We assume here a single wavelength and time dependence of the form $\exp(i \omega t)$.

Mathematically $E(x,y) e^{i \beta z}$ and $\beta$ are the eigenfunction and eigenvalues of Maxwell's equations for conditions with simple harmonic z-dependence.

We can express any solution of Maxwell's equations in terms of a superposition of the forward and backward propagating modes:
$$E(x,y,z)= \sum_{k=1}^M {\left(a_k e^{i \beta_k z}+ b_k e^{-i \beta_k z}\right)E_k(x,y)}$$
$$H(x,y,z)= \sum_{k=1}^M {\left(a_k e^{i \beta_k z}- b_k e^{-i \beta_k z}\right)H_k(x,y)}$$

These equations provide a rigorous solution of Maxwell's equations in a linear medium, the only limitation being the finite number of modes.

When there is a change in the structure along the z-direction, the coupling between the different input and output modes can be obtained in the form of a scattering matrix. The scattering matrix of a discrete step can be obtained rigorously by applying the boundary conditions of Maxwell's equations at the interface; this requires calculation of the modes on both sides of the interface and their overlaps. For continuously varying structures (e.g. tapers), the scattering matrix can be obtained by discretising the structure along the z-axis.

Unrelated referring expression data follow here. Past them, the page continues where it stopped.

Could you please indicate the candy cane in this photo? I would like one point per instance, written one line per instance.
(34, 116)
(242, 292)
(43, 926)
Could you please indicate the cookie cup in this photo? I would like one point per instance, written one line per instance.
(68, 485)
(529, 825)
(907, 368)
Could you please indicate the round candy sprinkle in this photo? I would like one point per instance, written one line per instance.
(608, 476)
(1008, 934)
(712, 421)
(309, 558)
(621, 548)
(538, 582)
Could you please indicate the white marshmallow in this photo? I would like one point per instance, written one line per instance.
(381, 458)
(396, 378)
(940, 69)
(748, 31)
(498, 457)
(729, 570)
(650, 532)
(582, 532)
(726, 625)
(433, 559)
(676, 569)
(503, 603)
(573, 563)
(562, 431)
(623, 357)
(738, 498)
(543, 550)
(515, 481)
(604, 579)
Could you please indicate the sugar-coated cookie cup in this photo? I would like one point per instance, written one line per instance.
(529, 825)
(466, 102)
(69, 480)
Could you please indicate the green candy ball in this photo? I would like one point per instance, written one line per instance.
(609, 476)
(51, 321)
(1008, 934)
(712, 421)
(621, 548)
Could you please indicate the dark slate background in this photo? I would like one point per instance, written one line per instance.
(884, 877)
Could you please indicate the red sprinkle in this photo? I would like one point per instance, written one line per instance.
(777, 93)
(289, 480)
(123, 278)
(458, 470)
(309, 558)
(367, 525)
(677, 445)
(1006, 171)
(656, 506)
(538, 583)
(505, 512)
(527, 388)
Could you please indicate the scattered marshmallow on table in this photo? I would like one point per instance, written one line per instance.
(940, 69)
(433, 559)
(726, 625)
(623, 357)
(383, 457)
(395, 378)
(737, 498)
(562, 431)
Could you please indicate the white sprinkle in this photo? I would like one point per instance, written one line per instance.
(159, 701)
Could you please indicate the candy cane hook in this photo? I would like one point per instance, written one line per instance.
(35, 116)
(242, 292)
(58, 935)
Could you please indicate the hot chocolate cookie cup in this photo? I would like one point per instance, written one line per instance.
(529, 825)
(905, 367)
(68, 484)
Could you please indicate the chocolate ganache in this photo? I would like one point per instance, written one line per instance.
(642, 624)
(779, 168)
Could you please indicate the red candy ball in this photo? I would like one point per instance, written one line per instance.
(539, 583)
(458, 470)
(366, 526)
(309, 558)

==Strengths of the EME method==

- The EME method is ideal for the modelling of guided optical components, for fibre and integrated geometries. The mode calculation can take advantage of symmetries of the structure; for instance cylindrically symmetric structures can be modelled very efficiently.
- The method is fully vectorial (provided that it relies on a fully vectorial mode solver) and fully bidirectional.
- As it relies on a scattering matrix approach, all reflections are taken into account.
- Unlike the beam propagation method, which is only valid under the slowly varying envelope approximation, eigenmode expansion provides a rigorous solution to Maxwell's equations.
- It is generally much more efficient than FDTD or FEM as it does not require fine discretisation (i.e. on the scale of the wavelength) along the direction of propagation.
- The scattering matrix approach provides a flexible calculation framework, potentially allowing users to only re-calculate modified parts of the structure when performing parameter scan studies.
- It is an excellent technique to model long devices or devices composed of metals.
- Fully analytical solutions can be obtained for the modelling of 1D+Z structures.

==Limitations of the EME method==

- EME is limited to linear problems; nonlinear problems may be modelled using iterative techniques.
- EME may be inefficient for modeling structures requiring a very large number of modes, which limits the size of the cross-section for 3D problems.